Mayor Miguel Pulido won a decisive victory over his opponents in Tuesday’s election but will take the oath of office next month considerably weakened. He was elected with less than 50 percent of the vote, he’s lost his closest allies on the council, there’s an unknown councilmember that might swing his way but at best Pulido is looking at a 5-2 disadvantage on the City Council. And Santa Ana voters approved Measure GG effectively telling Puldio he’s out by 2020.
The Mayor has no clothes. He extended an olive branch not just to Benavides last Tuesday night but one for the entire Santa Ana Spring because Pulido knows there is precious little he can do to thwart their efforts. Pulido doesn’t have four votes and he’ll be out of power in eight years or sooner.
Facing a challenger that took away many of the third parties he previously relied n for support, Pulido made a choice to run hard for his job while leaving Measure GG to fend for itself.

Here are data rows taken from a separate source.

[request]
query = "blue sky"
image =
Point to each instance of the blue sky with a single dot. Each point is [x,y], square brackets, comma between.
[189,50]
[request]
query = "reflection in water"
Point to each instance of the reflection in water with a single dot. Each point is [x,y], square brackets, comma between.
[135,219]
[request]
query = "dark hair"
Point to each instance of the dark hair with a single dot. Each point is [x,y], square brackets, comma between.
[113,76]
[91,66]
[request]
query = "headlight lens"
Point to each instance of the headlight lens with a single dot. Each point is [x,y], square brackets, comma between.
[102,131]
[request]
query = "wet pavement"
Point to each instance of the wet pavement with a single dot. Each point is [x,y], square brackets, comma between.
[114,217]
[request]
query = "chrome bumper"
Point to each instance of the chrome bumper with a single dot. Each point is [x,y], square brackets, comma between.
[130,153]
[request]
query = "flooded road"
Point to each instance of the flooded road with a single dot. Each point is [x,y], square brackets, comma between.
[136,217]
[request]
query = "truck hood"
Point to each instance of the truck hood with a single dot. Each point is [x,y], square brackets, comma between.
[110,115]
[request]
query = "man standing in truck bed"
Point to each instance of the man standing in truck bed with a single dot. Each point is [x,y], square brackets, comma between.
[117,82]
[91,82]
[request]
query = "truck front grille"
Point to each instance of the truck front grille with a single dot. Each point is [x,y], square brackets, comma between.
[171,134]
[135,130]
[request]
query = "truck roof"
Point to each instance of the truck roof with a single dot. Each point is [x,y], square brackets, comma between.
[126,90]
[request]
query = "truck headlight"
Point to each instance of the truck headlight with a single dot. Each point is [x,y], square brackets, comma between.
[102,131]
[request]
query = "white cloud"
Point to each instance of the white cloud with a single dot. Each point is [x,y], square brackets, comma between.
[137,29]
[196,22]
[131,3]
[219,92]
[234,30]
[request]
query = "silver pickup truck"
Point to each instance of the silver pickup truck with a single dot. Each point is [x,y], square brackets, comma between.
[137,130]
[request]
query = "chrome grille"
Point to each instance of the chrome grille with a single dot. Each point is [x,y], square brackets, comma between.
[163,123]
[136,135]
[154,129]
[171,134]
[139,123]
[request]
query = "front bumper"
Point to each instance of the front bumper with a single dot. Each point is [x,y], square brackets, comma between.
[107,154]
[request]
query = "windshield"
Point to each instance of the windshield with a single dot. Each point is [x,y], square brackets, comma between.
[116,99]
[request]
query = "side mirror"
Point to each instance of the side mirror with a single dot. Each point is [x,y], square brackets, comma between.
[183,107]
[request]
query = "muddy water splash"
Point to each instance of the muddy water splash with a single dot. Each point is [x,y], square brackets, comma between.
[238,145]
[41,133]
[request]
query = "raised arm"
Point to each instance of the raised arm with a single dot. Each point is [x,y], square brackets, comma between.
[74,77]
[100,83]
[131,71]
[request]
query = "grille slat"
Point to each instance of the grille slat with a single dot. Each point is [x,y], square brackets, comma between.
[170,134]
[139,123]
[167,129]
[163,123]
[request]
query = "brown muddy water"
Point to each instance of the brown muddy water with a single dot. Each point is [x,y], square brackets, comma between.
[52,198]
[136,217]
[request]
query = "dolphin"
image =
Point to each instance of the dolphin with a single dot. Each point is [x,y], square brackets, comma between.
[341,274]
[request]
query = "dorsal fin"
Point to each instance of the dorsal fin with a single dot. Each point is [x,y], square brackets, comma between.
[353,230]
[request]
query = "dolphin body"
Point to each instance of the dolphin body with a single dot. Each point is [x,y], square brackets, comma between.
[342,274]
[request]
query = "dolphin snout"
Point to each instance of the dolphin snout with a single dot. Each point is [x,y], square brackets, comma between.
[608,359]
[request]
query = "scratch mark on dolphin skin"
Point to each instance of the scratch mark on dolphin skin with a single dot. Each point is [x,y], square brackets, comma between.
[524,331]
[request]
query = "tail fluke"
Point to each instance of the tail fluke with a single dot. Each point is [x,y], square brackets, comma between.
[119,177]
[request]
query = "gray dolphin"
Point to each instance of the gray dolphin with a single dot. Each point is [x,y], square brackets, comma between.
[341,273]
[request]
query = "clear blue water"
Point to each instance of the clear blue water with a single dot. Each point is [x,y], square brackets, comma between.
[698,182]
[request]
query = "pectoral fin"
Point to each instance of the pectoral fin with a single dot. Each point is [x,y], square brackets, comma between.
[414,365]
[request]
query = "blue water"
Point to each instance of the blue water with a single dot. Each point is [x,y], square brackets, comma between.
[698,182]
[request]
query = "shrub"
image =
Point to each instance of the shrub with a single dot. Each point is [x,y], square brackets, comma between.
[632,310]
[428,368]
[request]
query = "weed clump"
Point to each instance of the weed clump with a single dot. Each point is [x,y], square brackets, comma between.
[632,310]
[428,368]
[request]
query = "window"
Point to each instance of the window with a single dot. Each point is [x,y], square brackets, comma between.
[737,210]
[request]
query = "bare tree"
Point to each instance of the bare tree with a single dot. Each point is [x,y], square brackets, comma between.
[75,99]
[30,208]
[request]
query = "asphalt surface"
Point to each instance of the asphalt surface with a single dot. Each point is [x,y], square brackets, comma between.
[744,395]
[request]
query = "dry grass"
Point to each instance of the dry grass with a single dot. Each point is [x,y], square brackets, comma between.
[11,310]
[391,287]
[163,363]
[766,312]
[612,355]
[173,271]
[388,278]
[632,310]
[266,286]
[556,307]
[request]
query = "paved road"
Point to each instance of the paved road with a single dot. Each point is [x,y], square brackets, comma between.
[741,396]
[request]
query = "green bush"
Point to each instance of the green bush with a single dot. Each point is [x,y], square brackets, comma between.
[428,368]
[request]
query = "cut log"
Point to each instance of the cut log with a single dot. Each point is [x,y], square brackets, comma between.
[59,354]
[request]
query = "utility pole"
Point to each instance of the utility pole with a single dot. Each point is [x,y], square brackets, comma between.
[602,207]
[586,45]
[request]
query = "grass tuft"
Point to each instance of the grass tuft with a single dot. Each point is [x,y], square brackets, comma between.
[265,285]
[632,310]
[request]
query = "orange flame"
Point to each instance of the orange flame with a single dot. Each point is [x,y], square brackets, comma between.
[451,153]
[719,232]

And in doing so has put a term limit on his tenure as Santa Ana’s Mayor.
Pulido attended Santa Ana’s Art Walk last weekend; regulars tell us they can’t remember the last time Pulido was out mingling among the public openly asking for votes. Because Benavides’ candidacy took away so many of Pulido’s regular support, the Mayor actually had to work for his own re-election and couldn’t take the time to stump for candidates that might benefit him on the dais. He was counted on Brett Franklin getting elected in Ward 3 and was seen frequently at events with Karina Onofre who was the Republican candidate for Ward 5. Having both of those candidates elected would mean Pulido would only have to flip one member of the “Santa Ana Spring” to get his way on the council. But the only vote Pulido can truly count on moving forward is his own. It’s often said, you need four votes to get anything done on the city council and there are five solid votes who won’t march lockstep with Pulido in 2013-14.
In terms of percentages, Benavides’ candidacy was hurt by three other candidates in the race that split the anti-Pulido vote, but it’s hard to see another sitting council member being strong enough to garner the support Benavides got from the Party and different labor/community organizations. Benavides emerges stronger on the council for his campaign. While most politicos anticipate Sal Tinajero will be the Mayor Pro Tem as part of a handshake agreement when he dropped out of the Mayor’s race in favor of Benavides, I’m not sure sure Tinajero is going to sell out the Santa Ana Spring. Roman Reyna, who succeeds Claudia Alvarez in Ward 5, garnered the most votes of any candidate for city council.
The first couple of meetings with the new council are going to be telling and worth watching. But Pulido now has an expiration date on his term in office and with the makeup of the new council, it comes with significantly less influence.